ETH at resistance with no panic in sight
Technically, Ethereum’s 1D chart showed price retesting the $3,800 resistance. In fact, it’s the same level that triggered a rejection last week after a sharp 50% rally off the June lows.
Despite the pullback, the structure held. There were no signs of panic or forced selling, suggesting investors didn’t flinch.
Why does this matter?
Because the move wasn’t about ETH weakness. Instead, it was a dominance-driven rotation.
BTC.D bounced 2.5% off its 60.43% local low, flipping the ETH/BTC ratio back into a downtrend and compressing ETH.D back to 11.30%.


Source: TradingView (ETH.D)
Therefore, unless this technical divergence re-emerges, ETH remains technically positioned to reclaim the $3,800 supply zone. In turn, flipping it into a breakout base for a bullish expansion toward cycle highs.
However, if Bitcoin [BTC] Dominance surges again, capital rotation might resume. That would test ETH’s relative strength—and possibly trigger a deeper pullback.
Locked ETH + rising exits = supply crunch?
No doubt, on the demand side, Ethereum continued to show strong tailwinds. Investor conviction remains intact, with positioning holding firm through local volatility.
But the implications go beyond short-term price action. Based on smart contract audits, over 913,000 ETH is permanently inaccessible, totaling $3.43 billion in value.

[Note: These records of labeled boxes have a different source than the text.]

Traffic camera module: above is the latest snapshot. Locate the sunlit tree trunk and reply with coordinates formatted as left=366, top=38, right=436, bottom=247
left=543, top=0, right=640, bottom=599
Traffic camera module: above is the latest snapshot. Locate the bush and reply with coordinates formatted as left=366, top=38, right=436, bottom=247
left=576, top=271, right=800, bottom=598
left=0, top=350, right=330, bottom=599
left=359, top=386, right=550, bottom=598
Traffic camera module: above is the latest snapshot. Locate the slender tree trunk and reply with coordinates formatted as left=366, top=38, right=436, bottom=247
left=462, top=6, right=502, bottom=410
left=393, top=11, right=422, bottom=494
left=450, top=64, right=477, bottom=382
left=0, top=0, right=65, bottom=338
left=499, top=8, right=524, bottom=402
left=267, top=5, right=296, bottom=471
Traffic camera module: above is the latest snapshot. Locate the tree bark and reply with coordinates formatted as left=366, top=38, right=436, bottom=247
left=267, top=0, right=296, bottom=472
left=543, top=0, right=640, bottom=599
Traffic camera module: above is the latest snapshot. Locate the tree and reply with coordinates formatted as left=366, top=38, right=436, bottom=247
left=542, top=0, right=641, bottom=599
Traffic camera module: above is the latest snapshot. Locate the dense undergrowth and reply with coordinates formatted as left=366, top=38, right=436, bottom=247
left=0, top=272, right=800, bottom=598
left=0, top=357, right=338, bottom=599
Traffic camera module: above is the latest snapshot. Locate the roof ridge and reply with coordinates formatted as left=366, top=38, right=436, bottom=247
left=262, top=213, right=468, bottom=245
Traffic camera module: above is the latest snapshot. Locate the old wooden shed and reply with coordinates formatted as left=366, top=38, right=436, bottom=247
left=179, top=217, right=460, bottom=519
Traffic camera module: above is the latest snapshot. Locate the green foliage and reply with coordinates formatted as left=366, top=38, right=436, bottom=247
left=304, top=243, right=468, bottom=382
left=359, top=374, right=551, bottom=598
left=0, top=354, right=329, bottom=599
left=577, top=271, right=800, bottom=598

This includes funds lost in multi-sig freezes, burned wallets, contract bugs, and even typo errors.
In fact, when combined with 5.3 million ETH burned via EIP‑1559, more than 5% of Ethereum’s total issuance has been effectively removed from circulation, reinforcing Ethereum’s scarcity narrative.


Source: X
Now combine that with rising staking exits (+473k ETH), a 12-day Validator Exit Queue, and $50 billion in Open Interest. Circulating supply available for futures or margin trades is thinning fast.
So if dominance rotation cools and demand sticks around, Ethereum flipping $3,800 could be more than a bounce, it could be the start of something much bigger.